Kobayashi’s first flying lap for Toyota in Thursday evening’s Hyperpole shootout (a new Le Mans qualifying format introduced last year) sufficed to bag the Hypercar era’s first-ever pole position. As was the plan for these new-generation machines, his time of 3m23.900s for the 13.626-kilometer track was some six seconds slower than his record-breaking effort of 2017, but perhaps closer than many had been expecting to the Japanese make’s benchmark with the former LMP1 hybrid prototype!
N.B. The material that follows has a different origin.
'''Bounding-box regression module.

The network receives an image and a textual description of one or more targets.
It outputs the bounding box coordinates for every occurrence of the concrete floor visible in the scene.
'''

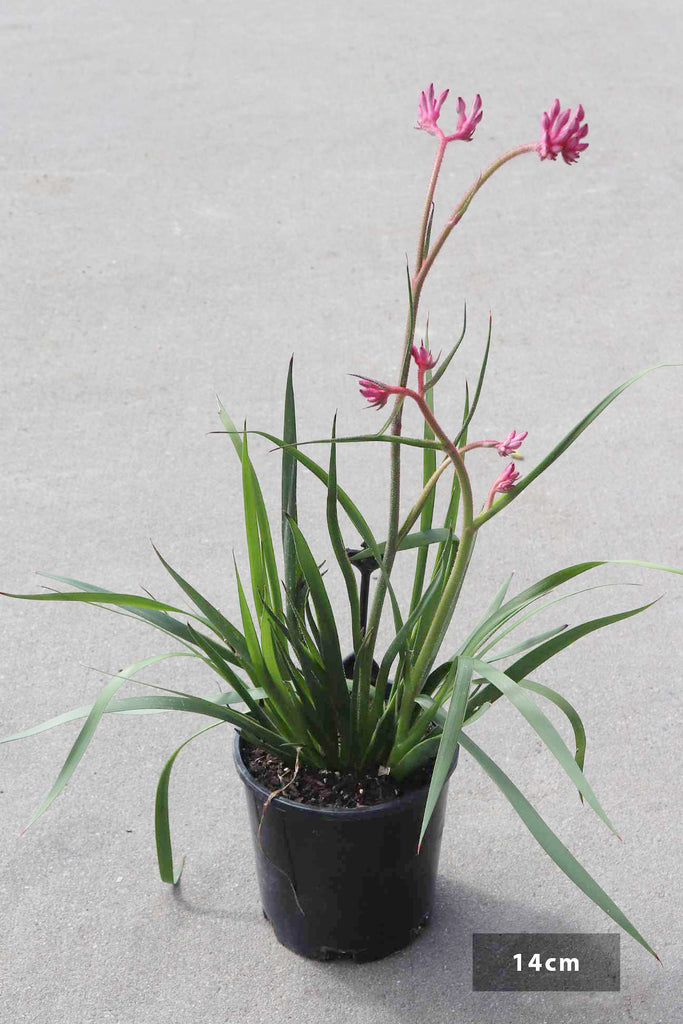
[0,0,683,1024]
At the wheel of the N°8 car, Brendon Hartley completed his quickest lap less than 3/10ths of a second short to ensure another all-Toyota/MICHELIN Pilot Sport front-row Le Mans start.
“We wanted to start the first Le Mans 24 Hours of the Hypercar era from pole position, and we have achieved that,” smiled Toyota Gazoo Racing’s Technical Director Pascal Vasselon after the session. “It was a strong lap by Kamui and the conditions perfectly matched the window of the tire-specification we chose.”
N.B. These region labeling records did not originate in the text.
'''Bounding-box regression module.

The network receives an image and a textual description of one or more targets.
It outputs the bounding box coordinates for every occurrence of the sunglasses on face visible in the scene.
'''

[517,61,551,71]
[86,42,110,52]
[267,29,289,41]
The other Hypercar contenders finished in the immediate slipstream of the Japanese cars, with the N°36 Alpine, and N°708 and N°709 Glickenhaus prototypes in third, fourth and fifth places, blanketed by a mere 1.4 seconds. The proximity of the five cars’ times points to a particularly interesting race this weekend as the famous French race opens a new chapter of its unique history.
Porsche/Michelin ruled the roost in both LMGTE classes, with Dries Vanthoor pocketing Pro’s top spot in the N°72 Hub Auto Racing 919 RSR-19 (Vanthoor/Parente/Martin), while the N°52 Ferrari/Michelin and N°64 Corvette/Michelin made it three different carmakers on the evening’s rostrum, split by barely 2/10ths of a second.
Meanwhile, Porsche/Michelin locked out the top-three places in the LMGTE Am order which was spearheaded by the N°88 Dempsey Proton Racing car of Andlauer/Bastien/Arnold.
The Hyperpole run was followed by the week’s final two hours of free practice and, in accordance with Le Mans tradition, the drivers will now have Friday free (except for their various PR and media commitments) to get in some welcome rest ahead of the weekend’s twice-around-the-clock classic which kicks off on Saturday afternoon at 4pm CEST.